I had just purchased some fresh baked, still warm focaccia bread with sun dried tomatoes and olives plus a fruit and vegetable drink and was heading back to work when the young woman I had seen a couple of hours previously noticed me and came to give me a hug and say thanks. She had been unable to eat vegetables for the last 18 years and had just tested the hypnosis we had done by eating and enjoying peppers for the first time.
It was last summer, and for the fifth time I had the privilege of working in the Healing Field at the iconic Glastonbury festival in the UK. Glastonbury has developed from an almost free gathering of about 1500 hippies in 1970 to the largest festival with the most sought after tickets in the country. Every year it sells out before the line up is even announced.
What is The Healing Field Glastonbury Festival?
The Healing Field, with its collection of therapists and esoteric healers holds a unique place in the heart of the Festival and has done so since the very beginning. The ethos is that no-one who needs healing is turned away even if they have no money or do not want to pay. There are no fees as such; payment is by donation, however this is by no means obligatory.
Therapies and treatments range from virtually any kind of massage, e.g. deep tissue Swedish massage, shiatsu, and Indian head massage to chiropractic and osteopath treatments to cranial sacral therapy and Reiki to counselling, tarot, palm reading and many more.
What strikes me as odd is that I am, as far as anyone can remember, the only hypnotist who has ever worked in the Field. The reason apparently was that the organisers did not believe that hypnosis could be done quickly enough to be effectively nor that it could be done under a gazebo in full view of passersby. I badgered them for a few years before they finally relented and accepted my application.
So, I guess you might be wondering what can a hypnotist expect to do in a field in the summer in Somerset? Well the basic thing is to be able to hypnotise your subject quickly, often with an audience and usually with external noise. Some people come to me just for the experience of being hypnotised. They have never had it before and so I can help them understand what it feels like, how it works and how useful it could be.

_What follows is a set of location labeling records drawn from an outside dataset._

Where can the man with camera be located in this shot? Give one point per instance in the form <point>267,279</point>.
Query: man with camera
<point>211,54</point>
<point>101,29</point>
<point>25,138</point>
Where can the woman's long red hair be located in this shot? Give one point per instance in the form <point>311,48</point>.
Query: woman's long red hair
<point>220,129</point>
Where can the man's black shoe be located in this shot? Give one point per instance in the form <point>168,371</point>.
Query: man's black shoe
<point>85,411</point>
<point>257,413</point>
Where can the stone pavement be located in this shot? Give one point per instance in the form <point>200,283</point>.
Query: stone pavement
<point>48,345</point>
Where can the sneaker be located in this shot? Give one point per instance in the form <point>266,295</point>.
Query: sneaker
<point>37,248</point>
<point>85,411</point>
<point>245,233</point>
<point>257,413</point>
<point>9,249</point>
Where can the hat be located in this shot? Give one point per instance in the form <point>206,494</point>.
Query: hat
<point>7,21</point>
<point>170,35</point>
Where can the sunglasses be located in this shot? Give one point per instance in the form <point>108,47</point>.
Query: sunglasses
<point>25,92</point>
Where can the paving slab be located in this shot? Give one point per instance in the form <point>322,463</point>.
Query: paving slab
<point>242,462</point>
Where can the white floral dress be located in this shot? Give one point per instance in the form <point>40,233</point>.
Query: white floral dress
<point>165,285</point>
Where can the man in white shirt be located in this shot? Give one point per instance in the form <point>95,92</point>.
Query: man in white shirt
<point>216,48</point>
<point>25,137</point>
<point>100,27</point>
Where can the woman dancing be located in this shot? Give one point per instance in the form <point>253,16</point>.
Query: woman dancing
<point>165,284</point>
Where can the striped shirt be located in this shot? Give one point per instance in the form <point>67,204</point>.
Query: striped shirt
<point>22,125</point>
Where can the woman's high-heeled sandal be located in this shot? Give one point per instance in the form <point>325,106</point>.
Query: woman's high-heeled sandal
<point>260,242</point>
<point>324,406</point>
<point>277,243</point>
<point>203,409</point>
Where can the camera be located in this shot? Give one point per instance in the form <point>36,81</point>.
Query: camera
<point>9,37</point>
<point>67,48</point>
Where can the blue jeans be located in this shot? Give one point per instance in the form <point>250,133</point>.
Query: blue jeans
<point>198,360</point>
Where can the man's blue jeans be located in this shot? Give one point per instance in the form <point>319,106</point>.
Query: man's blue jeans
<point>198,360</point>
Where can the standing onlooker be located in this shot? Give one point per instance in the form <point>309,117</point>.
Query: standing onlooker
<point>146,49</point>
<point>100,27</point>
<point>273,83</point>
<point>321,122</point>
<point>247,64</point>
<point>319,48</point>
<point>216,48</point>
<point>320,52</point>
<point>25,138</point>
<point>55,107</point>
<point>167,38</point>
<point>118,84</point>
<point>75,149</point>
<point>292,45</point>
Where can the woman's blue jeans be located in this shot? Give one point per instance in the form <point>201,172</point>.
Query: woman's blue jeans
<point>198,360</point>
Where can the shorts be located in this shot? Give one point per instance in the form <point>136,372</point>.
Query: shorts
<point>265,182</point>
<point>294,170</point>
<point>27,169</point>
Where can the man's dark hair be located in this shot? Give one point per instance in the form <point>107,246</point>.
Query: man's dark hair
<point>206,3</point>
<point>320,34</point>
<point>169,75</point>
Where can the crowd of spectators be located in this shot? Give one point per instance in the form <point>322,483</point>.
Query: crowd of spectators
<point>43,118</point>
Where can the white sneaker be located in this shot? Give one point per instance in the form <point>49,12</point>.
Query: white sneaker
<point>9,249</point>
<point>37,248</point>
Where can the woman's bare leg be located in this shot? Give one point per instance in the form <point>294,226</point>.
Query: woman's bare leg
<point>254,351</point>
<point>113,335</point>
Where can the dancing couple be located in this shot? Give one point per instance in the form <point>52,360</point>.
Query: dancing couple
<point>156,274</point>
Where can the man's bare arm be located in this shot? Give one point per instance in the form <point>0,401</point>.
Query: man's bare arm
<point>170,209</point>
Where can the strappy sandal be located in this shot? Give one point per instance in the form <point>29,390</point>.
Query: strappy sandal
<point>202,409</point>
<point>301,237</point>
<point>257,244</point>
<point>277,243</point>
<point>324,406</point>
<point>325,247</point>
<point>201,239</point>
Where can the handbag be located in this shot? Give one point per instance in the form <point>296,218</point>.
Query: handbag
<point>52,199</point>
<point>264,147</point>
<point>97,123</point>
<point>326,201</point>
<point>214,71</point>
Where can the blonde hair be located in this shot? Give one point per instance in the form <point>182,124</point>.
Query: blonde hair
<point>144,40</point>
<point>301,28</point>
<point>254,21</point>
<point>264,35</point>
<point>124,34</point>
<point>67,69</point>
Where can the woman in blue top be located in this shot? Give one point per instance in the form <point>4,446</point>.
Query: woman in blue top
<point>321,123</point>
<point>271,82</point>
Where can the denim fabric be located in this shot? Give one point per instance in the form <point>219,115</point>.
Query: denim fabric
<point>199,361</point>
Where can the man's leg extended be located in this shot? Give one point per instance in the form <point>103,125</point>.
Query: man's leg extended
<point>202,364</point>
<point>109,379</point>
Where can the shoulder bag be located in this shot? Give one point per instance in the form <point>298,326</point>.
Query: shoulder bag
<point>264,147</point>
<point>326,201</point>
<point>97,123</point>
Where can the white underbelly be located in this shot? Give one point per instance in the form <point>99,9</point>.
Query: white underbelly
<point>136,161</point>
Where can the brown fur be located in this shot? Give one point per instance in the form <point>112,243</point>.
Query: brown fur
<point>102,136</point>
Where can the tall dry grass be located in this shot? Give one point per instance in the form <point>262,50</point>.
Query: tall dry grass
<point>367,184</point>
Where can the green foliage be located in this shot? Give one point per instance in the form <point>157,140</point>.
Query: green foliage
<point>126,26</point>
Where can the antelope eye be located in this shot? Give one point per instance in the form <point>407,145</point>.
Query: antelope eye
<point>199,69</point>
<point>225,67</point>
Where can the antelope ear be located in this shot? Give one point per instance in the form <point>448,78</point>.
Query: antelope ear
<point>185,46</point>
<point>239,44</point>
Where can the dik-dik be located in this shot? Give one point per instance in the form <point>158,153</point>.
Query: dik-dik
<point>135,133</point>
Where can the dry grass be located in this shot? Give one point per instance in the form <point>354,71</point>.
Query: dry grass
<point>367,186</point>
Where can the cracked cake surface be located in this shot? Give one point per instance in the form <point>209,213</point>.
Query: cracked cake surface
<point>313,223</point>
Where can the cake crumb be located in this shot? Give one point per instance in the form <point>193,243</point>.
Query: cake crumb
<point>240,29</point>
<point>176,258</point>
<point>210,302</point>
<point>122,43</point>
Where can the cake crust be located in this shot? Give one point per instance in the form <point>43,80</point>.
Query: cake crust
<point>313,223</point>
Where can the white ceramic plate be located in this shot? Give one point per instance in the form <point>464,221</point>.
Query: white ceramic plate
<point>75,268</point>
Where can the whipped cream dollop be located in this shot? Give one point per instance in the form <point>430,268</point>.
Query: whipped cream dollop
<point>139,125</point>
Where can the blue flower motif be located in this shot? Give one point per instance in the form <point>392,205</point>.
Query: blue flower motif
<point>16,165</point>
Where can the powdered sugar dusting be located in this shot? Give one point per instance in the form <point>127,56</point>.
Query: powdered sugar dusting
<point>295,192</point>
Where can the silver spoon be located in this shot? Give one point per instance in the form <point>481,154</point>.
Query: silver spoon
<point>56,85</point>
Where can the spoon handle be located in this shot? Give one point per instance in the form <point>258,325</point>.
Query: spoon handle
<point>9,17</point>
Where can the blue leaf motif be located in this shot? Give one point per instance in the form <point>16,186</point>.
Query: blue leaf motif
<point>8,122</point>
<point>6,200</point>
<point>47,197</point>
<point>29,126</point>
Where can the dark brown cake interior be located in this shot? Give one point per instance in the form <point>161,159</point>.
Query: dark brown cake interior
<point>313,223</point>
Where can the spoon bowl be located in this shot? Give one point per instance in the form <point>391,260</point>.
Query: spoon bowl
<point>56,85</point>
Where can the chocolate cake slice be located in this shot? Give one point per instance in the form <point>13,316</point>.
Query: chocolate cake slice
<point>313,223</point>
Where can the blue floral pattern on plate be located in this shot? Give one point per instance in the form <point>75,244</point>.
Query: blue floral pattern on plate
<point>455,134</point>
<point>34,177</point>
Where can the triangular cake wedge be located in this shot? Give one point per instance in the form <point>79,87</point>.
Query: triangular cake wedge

Then there are those who wander past, stop, come back, look at the sign and start the conversation….. “How does it work…. Is it safe?… Will you make me do something I don’t want to do?…. Could it stop me smoking?… Make me a better bowls player?…… Help me to sleep?…. Help me to cut down my drinking?…. Feel less anxious?…. Break my addiction to potato chips?…. Get over a relationship breakdown?… Help me to eat vegetables?” .. .. “Stop me binge eating and vomiting?”…. And so on. All of these are actual requests and there have been many others over the years.
Whilst I don’t have the time for a full case history (I sometimes get it anyway without asking) I always find out if they are on medication, are having or have had treatment for psychological or emotional issues, how healthy they are, whether they are a user of recreational drugs or a heavy drinker. If they are high or have had a lot of alcohol I suggest they come back when they are straight. If they have a significant mental illness I will not treat them.
It is important also important to manage expectations and that while results can be very effective and fast this is likely to be a one-off session, in a field in Somerset, sometimes in glorious sunshine and sometimes in the pouring rain. Therefore there may be a limit as to what can be achieved in the time.
So, given that one doesn’t really have too much time, how do I work?
My normal approach is to employ the Dave Elman process of induction. I use Elman because it is reliable, allows me a degree of flexibility and of course it is very fast which is important in the context of where I am working. It gives the client a positive experience and, being so quick allows me more time for therapy. Festival goers do not want to spend hours with me so Elman is the perfect start point.
Once I have achieved hypnosis I use a variety of therapeutic techniques including direct and post hypnotic suggestion, parts dissociation therapy, future progression and wise old person etc.
The results? Now and again I receive emails or Facebook messages weeks or months later thanking me and I like to think that in some small way I am helping to promote the use of hypnotism as therapy to a wider audience who may go home and look for practitioners in their own area.
Oh, and of course I get to see some great bands too!